Why are we Enqueue'ing a job from ApiRequestProcessedNotificationHandler instead of just invoking the HttpClient code directly?

  1. because we want the outbound RPC operation to be async (not tied into our executing thread)
  2. since Hangfire has built-in retries, and since RPC-style web service invocations often result in transient-type exceptions, we can move this async operation into a separate transaction that will retry based on Hangfire retry policy until it succeeds or ends up in the failed messages area of the Hangfire Dashboard.

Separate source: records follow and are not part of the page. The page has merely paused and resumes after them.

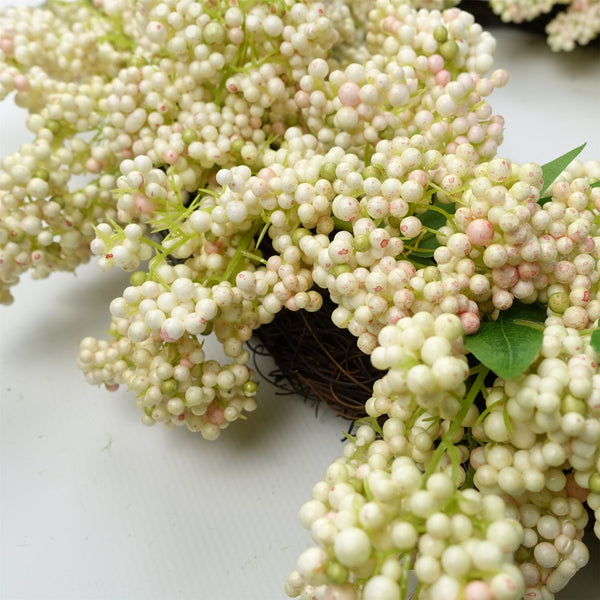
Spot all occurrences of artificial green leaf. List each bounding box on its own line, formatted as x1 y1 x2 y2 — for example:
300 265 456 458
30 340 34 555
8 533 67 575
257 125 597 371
465 302 546 379
537 181 600 206
540 144 585 196
590 329 600 354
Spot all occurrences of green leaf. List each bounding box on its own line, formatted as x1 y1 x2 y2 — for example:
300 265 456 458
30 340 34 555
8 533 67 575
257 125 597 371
590 329 600 354
540 144 585 196
465 302 546 379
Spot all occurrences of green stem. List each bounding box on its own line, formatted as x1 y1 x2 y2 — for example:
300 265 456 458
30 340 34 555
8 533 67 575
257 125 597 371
221 223 262 281
425 369 489 480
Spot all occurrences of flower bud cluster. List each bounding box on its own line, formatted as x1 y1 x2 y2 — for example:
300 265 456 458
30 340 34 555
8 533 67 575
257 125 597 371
490 0 600 52
78 265 258 439
471 442 589 598
285 421 525 600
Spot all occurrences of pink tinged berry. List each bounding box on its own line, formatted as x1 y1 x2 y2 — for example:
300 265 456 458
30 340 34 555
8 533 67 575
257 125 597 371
466 219 494 246
435 69 452 87
160 317 185 342
163 148 179 165
458 312 481 335
135 194 156 215
227 27 244 46
492 265 519 290
206 402 225 425
85 157 102 173
338 81 360 106
427 54 445 73
179 357 194 369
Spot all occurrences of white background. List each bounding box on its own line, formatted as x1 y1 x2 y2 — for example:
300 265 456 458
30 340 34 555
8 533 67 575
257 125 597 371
0 0 600 600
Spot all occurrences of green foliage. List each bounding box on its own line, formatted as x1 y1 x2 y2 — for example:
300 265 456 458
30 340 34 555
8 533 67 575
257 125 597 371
465 302 546 379
539 144 585 197
590 329 600 354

Let's have a look at the job code:

public class SendRequestStatusToGetASmokeAlarm : ISendRequestStatusToGetASmokeAlarm  
{
    private static HttpClient httpClient;

    public SendRequestStatusToGetASmokeAlarm(IOptions<GetASmokeAlarmApiSettings> getASmokeAlarmApiSettings)
    {
        CreateStaticHttpClient(getASmokeAlarmApiSettings);
    }

    public void Send(string serial, string status, bool acceptance)
    {
        var updateRequestMessage = new { acceptance, status };
        var response = httpClient.PostAsJsonAsync(
            $"{getASmokeAlarmApiSettings.Value.BaseAddress}PATH_TO_GASA_ENDPOINT{serial}", 
                updateRequestMessage).Result;

        //throw HttpRequestException if response is not a success code.
        response.EnsureSuccessStatusCode();
    }

    private void CreateStaticHttpClient(IOptions<GetASmokeAlarmApiSettings> getASmokeAlarmApiSettings)
    {
        if (httpClient == null)
        {
            httpClient = new HttpClient();
            httpClient.DefaultRequestHeaders.Accept.Clear();
            httpClient.DefaultRequestHeaders.Accept.Add(new MediaTypeWithQualityHeaderValue("application/json"));
            httpClient.DefaultRequestHeaders.Add("Authorization", getASmokeAlarmApiSettings.Value.Token);
        }
    }
}

Here we invoke the GASA endpoint to communicate back to them whether or not we'll service the Request. Note the use of response.EnsureSuccessStatusCode();. This will throw an exception if the status code is not 200. But remember, since this class is being run by Hangfire, when an exception is thrown, Hangfire's retry policy is invoked until either the call succeeds or the "message" is moved into Hangfire's failed message holding area in the Hangfire dashboard.


Summary

Here is a look at the final "flow" of the message in, processing and message out:

What could have been an RPC-locking nightmare of an integration (both inbound and outbound) is now a transactionally consistent, async and retry-friendly operation that should mitigate most of the transient errors that can be thrown at us from RPC web services.